Budget cuts to UW-Eau Claire lead to 11 additional layoffs following buyout package program

With the latest position cuts, university staff are adjusting and compromising to move forward successfully


Mike Rindo, Assistant Chancellor for Facilities and University Relations, is handling five staff cuts to the facilities department. The reduction in faculty presents an additional 11 layoffs, including five facilities jobs, to the university beginning in February.

Story by Lauren Kritter, Chief Copy Editor

Starting February, another 11 UW-Eau Claire employees will fall victim to the budget cuts finalized this summer.

These reductions raise the headcount from 168 to 179 full-time equivalent faculty and staff cuts, which makes up about 15 percent of Eau Claire’s workforce.

The layoffs include five Facilities, three from Student Affairs, two from Academic Affairs and one from the Chancellor’s division. Many of these positions will be phased out during the year and will all be eliminated.

James C. Schmidt

Chancellor James C. Schmidt said through all these reductions, the top priority is to protect the students’ educational experience. He said he wants to minimize the impact these cuts will have as much as possible.

“This starts with setting priorities and doing things more efficiently,” Schmidt said. “(The cuts) are unavoidable…but we want to minimize the impact they will have.”

Schmidt said having the same amount of work done with fewer people is not what the university wants. That is a way to wear out the staff and not serve students to their best ability, he said.

With the staff that remains, Schmidt said streamlining is necessary in order to have the staff spend as little time as possible doing work that doesn’t directly affect the core educational experience, such as paperwork and attending conferences.

In doing so, it allows more time to be spent working directly with the students primarily in the classroom, he said.
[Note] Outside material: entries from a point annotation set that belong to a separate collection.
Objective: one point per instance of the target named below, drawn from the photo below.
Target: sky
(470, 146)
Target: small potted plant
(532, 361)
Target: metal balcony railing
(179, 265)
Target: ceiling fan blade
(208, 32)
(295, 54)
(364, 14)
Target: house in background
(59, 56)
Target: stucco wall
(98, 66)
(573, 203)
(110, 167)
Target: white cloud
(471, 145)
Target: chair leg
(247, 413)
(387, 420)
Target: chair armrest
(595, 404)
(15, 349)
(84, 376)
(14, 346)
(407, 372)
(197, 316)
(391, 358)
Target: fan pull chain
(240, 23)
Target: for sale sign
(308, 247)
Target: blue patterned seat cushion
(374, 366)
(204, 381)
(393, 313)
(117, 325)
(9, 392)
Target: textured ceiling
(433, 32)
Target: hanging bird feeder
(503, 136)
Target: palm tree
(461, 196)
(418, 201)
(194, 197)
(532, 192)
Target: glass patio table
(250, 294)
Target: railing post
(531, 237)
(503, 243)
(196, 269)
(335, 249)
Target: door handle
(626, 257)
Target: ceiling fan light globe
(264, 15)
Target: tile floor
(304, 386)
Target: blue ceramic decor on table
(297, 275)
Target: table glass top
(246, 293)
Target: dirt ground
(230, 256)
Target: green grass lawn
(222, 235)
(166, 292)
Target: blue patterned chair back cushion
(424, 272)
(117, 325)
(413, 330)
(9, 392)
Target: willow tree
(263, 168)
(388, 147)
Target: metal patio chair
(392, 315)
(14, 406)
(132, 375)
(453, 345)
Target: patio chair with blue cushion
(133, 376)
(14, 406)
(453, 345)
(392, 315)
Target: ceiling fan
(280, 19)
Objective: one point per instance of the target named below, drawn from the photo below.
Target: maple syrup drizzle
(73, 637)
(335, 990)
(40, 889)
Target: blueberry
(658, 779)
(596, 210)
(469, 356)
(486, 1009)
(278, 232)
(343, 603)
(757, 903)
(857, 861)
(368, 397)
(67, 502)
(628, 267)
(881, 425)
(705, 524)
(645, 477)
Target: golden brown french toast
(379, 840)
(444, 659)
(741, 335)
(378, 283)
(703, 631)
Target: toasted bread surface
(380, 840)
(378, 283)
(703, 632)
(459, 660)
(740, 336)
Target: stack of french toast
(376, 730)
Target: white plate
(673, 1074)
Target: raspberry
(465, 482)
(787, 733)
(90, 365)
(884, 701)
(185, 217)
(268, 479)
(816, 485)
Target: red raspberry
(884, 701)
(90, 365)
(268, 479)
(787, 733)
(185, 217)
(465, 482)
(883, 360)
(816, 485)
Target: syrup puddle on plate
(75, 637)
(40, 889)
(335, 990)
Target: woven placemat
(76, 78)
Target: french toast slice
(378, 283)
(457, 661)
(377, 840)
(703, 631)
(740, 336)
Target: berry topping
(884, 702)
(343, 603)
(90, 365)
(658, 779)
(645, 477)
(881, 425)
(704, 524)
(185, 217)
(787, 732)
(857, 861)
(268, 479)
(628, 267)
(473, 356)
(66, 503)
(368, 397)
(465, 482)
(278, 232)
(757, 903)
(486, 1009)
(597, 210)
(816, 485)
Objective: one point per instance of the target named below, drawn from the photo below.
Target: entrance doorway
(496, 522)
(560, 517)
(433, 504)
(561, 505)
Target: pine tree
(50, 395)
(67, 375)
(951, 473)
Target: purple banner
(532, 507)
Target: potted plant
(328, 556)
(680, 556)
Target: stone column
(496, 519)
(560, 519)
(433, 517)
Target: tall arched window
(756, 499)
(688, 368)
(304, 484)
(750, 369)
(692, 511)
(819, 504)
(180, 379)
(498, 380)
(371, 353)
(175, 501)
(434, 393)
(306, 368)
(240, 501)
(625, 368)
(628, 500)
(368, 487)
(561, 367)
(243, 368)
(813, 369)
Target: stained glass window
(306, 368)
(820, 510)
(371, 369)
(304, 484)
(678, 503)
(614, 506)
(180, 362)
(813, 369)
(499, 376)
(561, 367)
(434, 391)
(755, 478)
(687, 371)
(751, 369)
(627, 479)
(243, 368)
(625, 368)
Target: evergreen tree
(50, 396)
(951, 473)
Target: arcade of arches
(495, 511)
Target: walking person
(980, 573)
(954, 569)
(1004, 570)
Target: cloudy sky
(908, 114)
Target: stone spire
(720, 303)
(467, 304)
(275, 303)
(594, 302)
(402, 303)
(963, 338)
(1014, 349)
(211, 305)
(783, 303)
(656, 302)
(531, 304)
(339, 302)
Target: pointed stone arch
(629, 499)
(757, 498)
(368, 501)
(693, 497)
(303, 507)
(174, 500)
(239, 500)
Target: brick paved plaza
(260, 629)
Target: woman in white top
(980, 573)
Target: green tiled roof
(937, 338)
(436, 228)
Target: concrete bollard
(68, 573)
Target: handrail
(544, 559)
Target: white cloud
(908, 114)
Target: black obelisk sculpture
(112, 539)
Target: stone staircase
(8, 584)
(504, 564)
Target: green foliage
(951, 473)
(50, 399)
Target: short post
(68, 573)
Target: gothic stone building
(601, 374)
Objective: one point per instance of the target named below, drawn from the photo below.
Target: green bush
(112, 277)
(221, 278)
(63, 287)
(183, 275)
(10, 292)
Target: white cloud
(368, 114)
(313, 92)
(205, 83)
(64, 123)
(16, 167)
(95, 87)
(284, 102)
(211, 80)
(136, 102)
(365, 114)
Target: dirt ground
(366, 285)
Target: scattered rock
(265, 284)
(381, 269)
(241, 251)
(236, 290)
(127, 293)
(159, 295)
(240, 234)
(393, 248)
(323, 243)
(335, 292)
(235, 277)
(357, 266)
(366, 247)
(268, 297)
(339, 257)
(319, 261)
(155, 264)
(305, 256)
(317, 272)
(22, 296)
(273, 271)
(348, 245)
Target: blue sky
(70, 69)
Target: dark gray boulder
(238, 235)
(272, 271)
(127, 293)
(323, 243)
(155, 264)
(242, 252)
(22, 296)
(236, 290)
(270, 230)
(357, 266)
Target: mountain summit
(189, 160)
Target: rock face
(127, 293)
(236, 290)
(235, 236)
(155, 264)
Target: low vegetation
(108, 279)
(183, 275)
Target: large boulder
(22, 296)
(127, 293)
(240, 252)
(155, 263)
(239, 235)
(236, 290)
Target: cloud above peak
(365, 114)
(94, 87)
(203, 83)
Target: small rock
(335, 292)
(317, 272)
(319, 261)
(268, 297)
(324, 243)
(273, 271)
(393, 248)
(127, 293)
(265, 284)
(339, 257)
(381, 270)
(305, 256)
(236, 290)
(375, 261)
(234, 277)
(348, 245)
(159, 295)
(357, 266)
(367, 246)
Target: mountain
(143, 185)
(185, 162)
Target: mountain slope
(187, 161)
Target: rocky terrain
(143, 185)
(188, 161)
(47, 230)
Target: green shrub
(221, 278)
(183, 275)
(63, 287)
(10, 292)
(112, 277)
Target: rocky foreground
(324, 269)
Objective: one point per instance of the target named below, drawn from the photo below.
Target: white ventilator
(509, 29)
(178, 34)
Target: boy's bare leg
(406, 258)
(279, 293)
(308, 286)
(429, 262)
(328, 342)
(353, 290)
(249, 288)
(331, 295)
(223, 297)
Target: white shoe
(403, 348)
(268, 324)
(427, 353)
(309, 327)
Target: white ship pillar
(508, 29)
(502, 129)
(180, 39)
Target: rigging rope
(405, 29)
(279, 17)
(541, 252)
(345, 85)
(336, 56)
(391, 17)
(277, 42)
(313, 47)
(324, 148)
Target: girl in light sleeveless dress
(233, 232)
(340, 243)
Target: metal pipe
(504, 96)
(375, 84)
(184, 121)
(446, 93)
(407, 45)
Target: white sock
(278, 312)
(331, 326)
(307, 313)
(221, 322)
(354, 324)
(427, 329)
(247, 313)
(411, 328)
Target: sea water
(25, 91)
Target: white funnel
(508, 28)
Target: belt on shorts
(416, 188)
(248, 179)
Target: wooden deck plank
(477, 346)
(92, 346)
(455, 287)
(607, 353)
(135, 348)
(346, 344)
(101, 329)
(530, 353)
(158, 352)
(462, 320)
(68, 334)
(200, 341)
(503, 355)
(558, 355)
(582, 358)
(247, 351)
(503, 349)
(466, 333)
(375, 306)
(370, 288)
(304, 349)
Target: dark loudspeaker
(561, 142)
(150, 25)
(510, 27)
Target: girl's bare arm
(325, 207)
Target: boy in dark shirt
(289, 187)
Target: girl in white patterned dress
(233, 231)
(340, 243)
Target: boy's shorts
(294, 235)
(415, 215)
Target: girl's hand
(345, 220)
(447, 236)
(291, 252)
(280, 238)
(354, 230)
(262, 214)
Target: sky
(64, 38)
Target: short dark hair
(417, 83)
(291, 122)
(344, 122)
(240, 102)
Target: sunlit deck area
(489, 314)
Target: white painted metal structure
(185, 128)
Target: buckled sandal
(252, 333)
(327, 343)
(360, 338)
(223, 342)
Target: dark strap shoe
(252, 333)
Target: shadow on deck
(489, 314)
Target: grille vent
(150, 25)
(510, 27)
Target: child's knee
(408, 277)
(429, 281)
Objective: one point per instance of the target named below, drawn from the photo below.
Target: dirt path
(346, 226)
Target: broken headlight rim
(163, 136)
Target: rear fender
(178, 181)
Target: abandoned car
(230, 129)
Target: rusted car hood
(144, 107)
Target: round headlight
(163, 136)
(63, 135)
“Our money is better spent on things that more directly affect student experience,” Schmidt said.

Schmidt said Eau Claire needs to continue to attract the best faculty and staff. He said if the university can make coming to work more enjoyable and friendly, they have a chance of keeping the best around.

Mike Rindo, Assistant Chancellor for Facilities and University Relations, and the facilities department were affected by the latest employee cuts.

Since employee cuts began, the facilities division has lost around 30 percent of its employees. This includes the 18 voluntary separations and the number of vacancies from resignations along with the involuntary separations.

Rindo said some of the positions are going to have to reimagine themselves.

“We have lost a lot of expertise and experience on the campus,” Rindo said. “We are in the process of reimagining what we are going to be as a unit to support the physical plan of the campus.”

Rindo said the plan is to merge the functions of all facilities, maintenance and repair across the campus. A new facilities management planning unit is going to be created that will be responsible for all of campus, he said.

“We believe there is more efficiency in doing it that way,” Rindo said.

Since this last round of cuts it has become crucial to focus on deciding what is important to keep working on, Rindo said.

“In order for us to preserve the excellence in the classroom experience,” Rindo said, “…we are going to find a way to cut more deeply in order for us to preserve the right things.”

Although classroom experience is important for the student experience, Rindo said, it’s also important to make sure students have a clean and maintained campus. That is why there is less emphasis on small-scale projects, he said.

Schmidt said despite the cuts the university has made, he is confident Eau Claire will make it through the budget cuts.

“I believe we will come through this,” Schmidt said. “Our next conversation is about designing our future and taking control by choosing our priorities.”

Schmidt said all the reductions required by the legislative actions of the last two sessions have been identified and made. This means if all things go according to plan then there should be no more cuts in the near future.

Schmidt said because there has been so much change all at once, some bumps in the road are guaranteed. He said the university will continue to learn and make adjustments accordingly.